Duńskie muzułmanki przełamują bariery dotyczące nierówności płci, ale niestety spotykają się z coraz większym poparciem dla prawa szariatu we własnej społeczności.
Ayan Mouhoumed dzisiaj jest szczęśliwą kobietą, chociaż gdy była młodsza napisała do duńskiej gazety, że chciałaby urodzić się chłopcem i cieszyć się taką wolnością jak chłopcy.
„Duńskie kobiety o muzułmańskich korzeniach odnoszą sukcesy w Danii. Biegniemy sprintem na przód. Radzimy sobie dobrze w edukacji, dostajemy dobre prace i otwarcie mówimy w mediach”, mówi Mouhoumed, redaktorka i założycielka „Ethnica Magazine” zajmującego się polityką i kulturą.
W lutym duńskie muzułmanki otworzyły pierwszy w Skandynawii meczet tylko dla kobiet. Wiele z nich wybiera sobie sama własnych partnerów.
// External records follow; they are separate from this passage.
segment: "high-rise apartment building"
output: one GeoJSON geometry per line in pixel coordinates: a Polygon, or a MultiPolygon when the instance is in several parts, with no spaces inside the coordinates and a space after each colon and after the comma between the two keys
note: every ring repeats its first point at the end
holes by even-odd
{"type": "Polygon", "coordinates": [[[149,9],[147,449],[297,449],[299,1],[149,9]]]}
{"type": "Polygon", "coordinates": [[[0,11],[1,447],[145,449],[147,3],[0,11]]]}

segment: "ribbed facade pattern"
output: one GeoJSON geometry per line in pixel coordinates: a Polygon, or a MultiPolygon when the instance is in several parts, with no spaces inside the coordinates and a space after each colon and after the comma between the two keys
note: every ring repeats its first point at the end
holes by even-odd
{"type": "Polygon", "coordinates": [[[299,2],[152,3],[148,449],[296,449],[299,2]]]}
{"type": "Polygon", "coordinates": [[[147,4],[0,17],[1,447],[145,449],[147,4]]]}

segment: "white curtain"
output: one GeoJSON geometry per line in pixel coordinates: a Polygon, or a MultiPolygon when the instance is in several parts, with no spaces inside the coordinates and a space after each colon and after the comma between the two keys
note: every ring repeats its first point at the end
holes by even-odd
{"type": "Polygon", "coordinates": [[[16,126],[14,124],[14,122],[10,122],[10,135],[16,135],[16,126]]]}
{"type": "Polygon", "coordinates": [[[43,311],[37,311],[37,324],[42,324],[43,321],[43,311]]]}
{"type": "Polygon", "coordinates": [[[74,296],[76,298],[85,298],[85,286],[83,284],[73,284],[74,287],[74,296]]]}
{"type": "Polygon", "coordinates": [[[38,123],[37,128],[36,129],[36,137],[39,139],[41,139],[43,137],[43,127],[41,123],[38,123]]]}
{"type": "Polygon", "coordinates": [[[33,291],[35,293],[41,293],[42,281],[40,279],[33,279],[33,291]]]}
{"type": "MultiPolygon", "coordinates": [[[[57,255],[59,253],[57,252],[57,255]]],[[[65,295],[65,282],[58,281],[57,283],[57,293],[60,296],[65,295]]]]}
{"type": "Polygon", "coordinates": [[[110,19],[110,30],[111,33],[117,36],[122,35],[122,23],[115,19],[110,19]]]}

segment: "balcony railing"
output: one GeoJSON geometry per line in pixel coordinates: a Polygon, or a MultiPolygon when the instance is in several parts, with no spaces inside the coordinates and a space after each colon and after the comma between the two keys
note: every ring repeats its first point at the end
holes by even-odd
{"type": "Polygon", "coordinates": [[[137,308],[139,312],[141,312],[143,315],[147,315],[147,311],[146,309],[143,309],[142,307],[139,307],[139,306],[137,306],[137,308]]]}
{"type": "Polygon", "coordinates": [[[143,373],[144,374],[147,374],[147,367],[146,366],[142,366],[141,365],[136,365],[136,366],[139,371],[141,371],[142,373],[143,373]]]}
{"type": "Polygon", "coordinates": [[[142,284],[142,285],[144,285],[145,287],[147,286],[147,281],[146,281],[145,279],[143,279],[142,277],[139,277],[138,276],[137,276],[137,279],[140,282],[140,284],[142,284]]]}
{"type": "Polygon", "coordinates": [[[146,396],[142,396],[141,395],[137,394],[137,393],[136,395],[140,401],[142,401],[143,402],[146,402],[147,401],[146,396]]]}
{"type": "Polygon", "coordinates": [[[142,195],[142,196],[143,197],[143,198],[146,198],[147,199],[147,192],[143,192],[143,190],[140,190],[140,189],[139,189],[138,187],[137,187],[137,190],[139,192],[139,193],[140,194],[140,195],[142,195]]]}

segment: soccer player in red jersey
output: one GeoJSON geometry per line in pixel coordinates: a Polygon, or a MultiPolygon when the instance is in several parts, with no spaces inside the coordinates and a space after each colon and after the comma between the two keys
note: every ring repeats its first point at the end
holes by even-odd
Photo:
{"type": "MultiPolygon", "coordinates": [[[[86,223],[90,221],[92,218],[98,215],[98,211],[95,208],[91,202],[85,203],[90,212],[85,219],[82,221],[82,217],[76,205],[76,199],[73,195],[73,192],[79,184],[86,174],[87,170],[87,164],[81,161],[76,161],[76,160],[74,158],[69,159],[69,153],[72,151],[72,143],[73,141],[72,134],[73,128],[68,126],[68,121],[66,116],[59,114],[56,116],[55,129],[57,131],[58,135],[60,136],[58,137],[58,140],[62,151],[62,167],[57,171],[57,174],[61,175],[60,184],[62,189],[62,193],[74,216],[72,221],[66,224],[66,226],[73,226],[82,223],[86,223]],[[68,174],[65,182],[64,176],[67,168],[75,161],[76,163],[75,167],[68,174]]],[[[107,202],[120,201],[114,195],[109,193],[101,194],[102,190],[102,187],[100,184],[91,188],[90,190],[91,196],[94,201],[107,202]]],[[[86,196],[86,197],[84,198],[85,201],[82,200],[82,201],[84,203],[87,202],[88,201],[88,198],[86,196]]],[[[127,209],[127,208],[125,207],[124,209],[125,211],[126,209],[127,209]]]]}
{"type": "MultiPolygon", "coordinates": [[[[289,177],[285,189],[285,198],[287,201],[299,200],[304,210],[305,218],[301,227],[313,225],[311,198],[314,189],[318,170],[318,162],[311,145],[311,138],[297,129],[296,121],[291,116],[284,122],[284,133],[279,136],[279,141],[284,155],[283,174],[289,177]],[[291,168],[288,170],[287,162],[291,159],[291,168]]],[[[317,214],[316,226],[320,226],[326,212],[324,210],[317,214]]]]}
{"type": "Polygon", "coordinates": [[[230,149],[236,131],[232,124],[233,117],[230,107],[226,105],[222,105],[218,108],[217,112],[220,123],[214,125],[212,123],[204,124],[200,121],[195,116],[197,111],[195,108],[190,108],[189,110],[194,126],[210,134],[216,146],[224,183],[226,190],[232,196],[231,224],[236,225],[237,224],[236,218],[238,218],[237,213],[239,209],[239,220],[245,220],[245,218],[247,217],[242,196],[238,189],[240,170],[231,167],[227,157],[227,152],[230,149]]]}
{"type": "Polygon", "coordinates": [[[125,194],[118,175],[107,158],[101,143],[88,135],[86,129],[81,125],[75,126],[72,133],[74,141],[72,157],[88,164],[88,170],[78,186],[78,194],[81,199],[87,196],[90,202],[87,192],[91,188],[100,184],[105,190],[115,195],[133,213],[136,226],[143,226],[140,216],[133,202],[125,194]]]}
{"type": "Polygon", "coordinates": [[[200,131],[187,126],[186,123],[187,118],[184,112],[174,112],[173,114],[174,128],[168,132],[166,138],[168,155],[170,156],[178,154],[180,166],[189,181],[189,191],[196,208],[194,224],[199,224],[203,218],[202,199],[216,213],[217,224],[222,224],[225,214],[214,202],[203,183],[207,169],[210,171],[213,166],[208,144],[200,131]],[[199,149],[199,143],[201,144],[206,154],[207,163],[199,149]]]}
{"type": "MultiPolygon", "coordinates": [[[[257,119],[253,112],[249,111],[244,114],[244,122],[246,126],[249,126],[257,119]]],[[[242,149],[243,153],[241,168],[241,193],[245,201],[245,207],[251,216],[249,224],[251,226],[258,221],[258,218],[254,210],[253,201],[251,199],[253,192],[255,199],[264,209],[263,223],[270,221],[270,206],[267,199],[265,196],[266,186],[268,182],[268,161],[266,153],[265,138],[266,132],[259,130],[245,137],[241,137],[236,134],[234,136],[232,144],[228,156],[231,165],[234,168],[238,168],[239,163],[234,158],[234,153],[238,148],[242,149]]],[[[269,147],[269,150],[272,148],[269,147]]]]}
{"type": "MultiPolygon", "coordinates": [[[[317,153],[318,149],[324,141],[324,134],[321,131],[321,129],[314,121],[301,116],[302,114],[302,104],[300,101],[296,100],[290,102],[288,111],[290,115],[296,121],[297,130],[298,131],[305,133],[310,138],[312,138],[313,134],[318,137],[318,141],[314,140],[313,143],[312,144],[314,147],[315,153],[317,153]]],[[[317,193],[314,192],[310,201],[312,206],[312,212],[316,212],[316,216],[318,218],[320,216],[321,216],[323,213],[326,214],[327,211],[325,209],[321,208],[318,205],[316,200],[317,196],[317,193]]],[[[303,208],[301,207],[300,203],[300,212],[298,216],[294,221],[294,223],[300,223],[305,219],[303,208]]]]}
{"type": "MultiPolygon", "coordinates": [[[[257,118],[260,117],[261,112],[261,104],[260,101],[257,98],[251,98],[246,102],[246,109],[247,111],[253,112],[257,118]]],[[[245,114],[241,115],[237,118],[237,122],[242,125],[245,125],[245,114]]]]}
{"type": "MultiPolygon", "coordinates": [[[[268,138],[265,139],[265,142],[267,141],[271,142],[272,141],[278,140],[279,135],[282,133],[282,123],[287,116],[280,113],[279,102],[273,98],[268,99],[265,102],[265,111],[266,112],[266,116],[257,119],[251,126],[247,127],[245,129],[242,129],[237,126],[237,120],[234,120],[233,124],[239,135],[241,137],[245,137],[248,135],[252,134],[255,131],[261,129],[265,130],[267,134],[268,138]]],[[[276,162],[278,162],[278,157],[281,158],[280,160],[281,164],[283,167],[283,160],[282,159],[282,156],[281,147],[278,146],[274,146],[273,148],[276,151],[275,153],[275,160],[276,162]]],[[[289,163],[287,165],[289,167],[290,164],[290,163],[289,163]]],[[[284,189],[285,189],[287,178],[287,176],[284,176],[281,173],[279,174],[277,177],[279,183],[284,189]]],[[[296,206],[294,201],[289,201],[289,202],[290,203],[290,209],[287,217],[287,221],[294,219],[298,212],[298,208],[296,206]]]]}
Niestety ten postęp w dziedzinie praw kobiet, musi teraz zmierzyć się z rosnącym poparciem dla prawa szariatu. Duńska telewizja wyemitowała reportaż, w którym dwójka nieduńskich muzułmanów udając parę w niektórych duńskich meczetach, gdzie na przykład dowiaduje się od kaznodziejów, że kobieta za cudzołóstwo musi zostać ukamienowana, czy też, że kobieta nie może podejmować pracy bez zgody męża. Mąż z kolei może wziąć dodatkową kobietę za żonę i nie można odmawiać mu jego „seksualnych praw”. Te opinie słyszą także w meczetach uważanych za „umiarkowane”.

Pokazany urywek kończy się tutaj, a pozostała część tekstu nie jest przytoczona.